Here, the worker takes over, and completion of the entire operation
(create and sync) is signalled through the completion context 
(which can either be a callback or a queue).  The dspace_queue_id
and dspace_sync_queue_id refer to queues that have already been added
to the worker, in one of its threads.

---

In order to allow more dynamic queue addition/removal (this would allow
a queue per file handle), a seperate set of interfaces is proposed.
There needs to be a LRU cache of queues, and a way to map operations
to queue ids.  New queue ids not in the cache need to be created and
added to the cache, and then the operation can be pushed onto it.

A queue cache is added to a particular thread id:

worker_add_queue_cache(worker_id, thread_id, 
		       op_mapper, queue_cache_attr, queue_attr);

The op_mapper essentially maps operations (their hint structures actually)
to queue ids.  New queues that are created and added to the queue cache
inherit the queue_attr queue attributes specified.

The signature for the mapper is something like:

map_op_to_qid(worker, op_fn1, op_ptr1, hint, thread_id *, queue_id *)

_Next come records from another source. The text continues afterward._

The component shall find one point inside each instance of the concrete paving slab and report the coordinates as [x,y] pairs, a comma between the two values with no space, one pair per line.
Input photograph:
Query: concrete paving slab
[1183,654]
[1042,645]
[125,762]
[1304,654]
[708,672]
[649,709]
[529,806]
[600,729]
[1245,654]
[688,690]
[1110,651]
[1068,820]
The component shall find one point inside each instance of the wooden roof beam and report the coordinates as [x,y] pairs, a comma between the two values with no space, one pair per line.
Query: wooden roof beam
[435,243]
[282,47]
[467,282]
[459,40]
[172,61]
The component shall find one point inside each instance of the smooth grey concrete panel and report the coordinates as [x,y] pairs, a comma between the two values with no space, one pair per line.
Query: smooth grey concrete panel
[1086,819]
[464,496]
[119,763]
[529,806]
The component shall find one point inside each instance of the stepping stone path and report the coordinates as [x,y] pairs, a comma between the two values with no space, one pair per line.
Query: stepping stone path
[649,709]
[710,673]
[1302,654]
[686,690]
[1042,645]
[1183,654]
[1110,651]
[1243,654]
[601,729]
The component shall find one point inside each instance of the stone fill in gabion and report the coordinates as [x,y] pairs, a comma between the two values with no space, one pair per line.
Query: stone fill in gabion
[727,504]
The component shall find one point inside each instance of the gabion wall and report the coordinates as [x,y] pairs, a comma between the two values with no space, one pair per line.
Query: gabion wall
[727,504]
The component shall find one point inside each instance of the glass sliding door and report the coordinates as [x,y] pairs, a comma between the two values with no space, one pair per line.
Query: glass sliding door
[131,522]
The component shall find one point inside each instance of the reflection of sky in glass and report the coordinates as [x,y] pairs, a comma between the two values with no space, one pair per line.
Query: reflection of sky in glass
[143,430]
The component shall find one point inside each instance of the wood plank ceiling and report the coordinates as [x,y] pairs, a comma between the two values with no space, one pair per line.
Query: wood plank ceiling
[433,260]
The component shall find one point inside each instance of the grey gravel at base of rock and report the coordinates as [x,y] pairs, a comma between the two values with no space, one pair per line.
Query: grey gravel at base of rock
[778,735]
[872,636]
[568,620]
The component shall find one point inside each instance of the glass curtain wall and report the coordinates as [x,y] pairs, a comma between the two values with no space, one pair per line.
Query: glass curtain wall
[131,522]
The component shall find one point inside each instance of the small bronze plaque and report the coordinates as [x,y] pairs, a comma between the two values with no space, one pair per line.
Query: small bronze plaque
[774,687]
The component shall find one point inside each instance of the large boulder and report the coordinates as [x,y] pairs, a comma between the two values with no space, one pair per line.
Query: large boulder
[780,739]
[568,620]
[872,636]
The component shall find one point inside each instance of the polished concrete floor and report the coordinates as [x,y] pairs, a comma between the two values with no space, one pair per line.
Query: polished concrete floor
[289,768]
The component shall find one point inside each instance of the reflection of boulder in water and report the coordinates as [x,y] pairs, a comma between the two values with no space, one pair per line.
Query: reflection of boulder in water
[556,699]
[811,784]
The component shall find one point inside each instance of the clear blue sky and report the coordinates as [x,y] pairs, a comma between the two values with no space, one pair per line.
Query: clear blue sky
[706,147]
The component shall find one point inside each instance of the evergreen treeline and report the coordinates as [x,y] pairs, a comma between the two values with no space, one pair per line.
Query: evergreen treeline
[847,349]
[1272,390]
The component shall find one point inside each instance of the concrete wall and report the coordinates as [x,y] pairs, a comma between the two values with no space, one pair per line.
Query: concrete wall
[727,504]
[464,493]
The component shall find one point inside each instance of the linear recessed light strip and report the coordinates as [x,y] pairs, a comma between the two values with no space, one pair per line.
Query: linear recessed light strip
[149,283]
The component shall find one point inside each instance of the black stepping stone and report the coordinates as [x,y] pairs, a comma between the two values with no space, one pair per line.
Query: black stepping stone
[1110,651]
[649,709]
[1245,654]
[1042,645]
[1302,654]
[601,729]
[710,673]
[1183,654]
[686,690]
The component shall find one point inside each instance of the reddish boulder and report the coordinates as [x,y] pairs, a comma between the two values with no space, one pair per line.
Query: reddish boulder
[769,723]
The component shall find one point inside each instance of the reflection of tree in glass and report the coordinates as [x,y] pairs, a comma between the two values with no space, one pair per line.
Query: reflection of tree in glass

This makes the post function:

worker_post(worker_id, user_ptr, hint, op_count,
	    op_fn1, op_ptr1, op_fn2, op_ptr2, ...);

worker_test_all(worker_id, count, op_ids, user_ptrs, errors, timeout)
{
    /* anything done yet? */
    PINT_context_test_all(&count, ...);

    if(count == 0 && get_type(worker_id) == THREAD_NONE)
    {
       service functions
    }
}